Il Tribunale di Venezia con la sentenza n. 494/2021 ha statuito che l’azienda che subisce un pesante attacco informatico e sia costretta a pagare un riscatto per recuperare i dati sottratti può licenziare il dipendente che ha navigato ripetutamente su siti non sicuri per fini privati mettendo a rischio la sicurezza interna.
Il caso sottoposto al Tribunale Veneto ha ad oggetto il licenziamento per giusta causa da un’agenzia marittima nei confronti di dipendente che aveva effettuato numerosi accessi a siti e form personali durante l’orario di lavoro, anche durante gli straordinari che aveva chiesto per far fronte alle incombenze ordinarie. I controlli sul computer del dipendente erano avvenuti in seguito a un hackeraggio con blocco dell’intero sistema aziendale tramite ransomware, un tipo di virus che limita l’accesso dei dispositivi che infetta.

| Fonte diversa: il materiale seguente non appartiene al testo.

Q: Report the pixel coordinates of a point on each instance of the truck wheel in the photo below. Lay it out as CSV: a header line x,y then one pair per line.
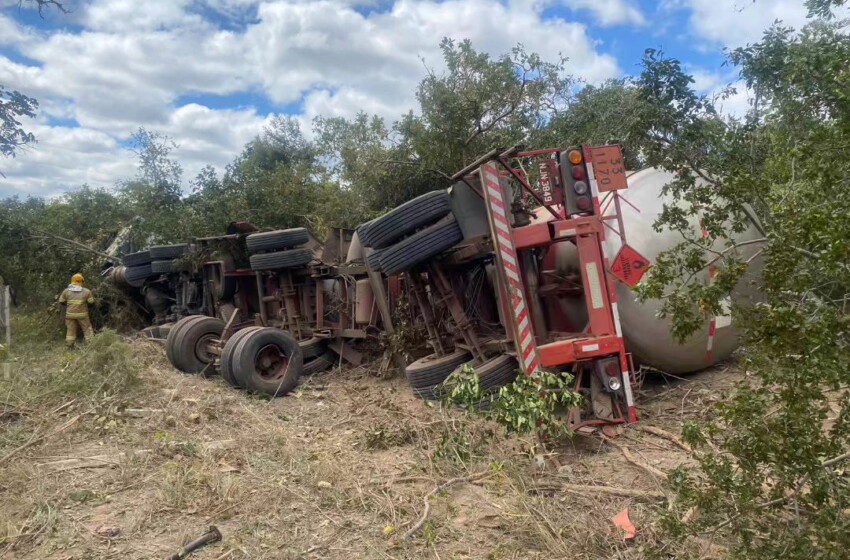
x,y
280,239
293,258
227,355
190,353
268,361
373,261
402,220
312,347
167,267
136,259
223,287
318,364
171,339
167,252
425,374
136,275
420,247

Il malware aveva criptato tutti i dati del disco del computer del lavoratore per poi propagarsi sulla rete aziendale, criptando i file presenti all’interno dei dischi di rete. L’agenzia aveva poi pagato un riscatto per ottenere il ripristino dei dati, ma aveva anche avviato un’indagine interna per accertare la causa dell’attacco. All’esito del controllo effettuato da un consulente informatico e da un’agenzia di investigazioni era emerso che il dipendente aveva visitato siti di prenotazione viaggi, spettacoli e anche chat di incontri per adulti oltre a siti pornografici.

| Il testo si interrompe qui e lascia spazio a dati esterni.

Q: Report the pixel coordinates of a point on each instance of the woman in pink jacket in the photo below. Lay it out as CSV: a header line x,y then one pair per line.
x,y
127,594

La sentenza ribadisce che l’articolo 4 dello Statuto dei lavoratori, così come modificato dall’articolo 23 del Dlgs 151/2015, attuativo del cosiddetto Jobs Act e integrato successivamente dal Dlgs 185/2016 consente al datore di lavoro di effettuare controlli su tutti i dispositivi informatici in uso ai dipendenti a condizione che sia data adeguata informativa al dipendente. In questo caso, l’azienda aveva precisato di aver portato a conoscenza le policy aziendali tramite affissioni in un espositore accanto al distributore del caffè e in un’apposita cartella del server aziendale accessibile a tutti i lavoratori. A pesare sono stati soprattutto il numero degli accessi effettuati e la tipologia dei siti visitati, che per il giudice hanno messo a rischio la sicurezza informatica dell’intera azienda. Il lavoratore aveva inoltre inviato comunicazioni a nome dell’azienda, usandone abusivamente la carta intestata e apponendo firme falsificate. La gravità complessiva degli addebiti per il giudice è stata ritenuta proporzionale al licenziamento irrogato.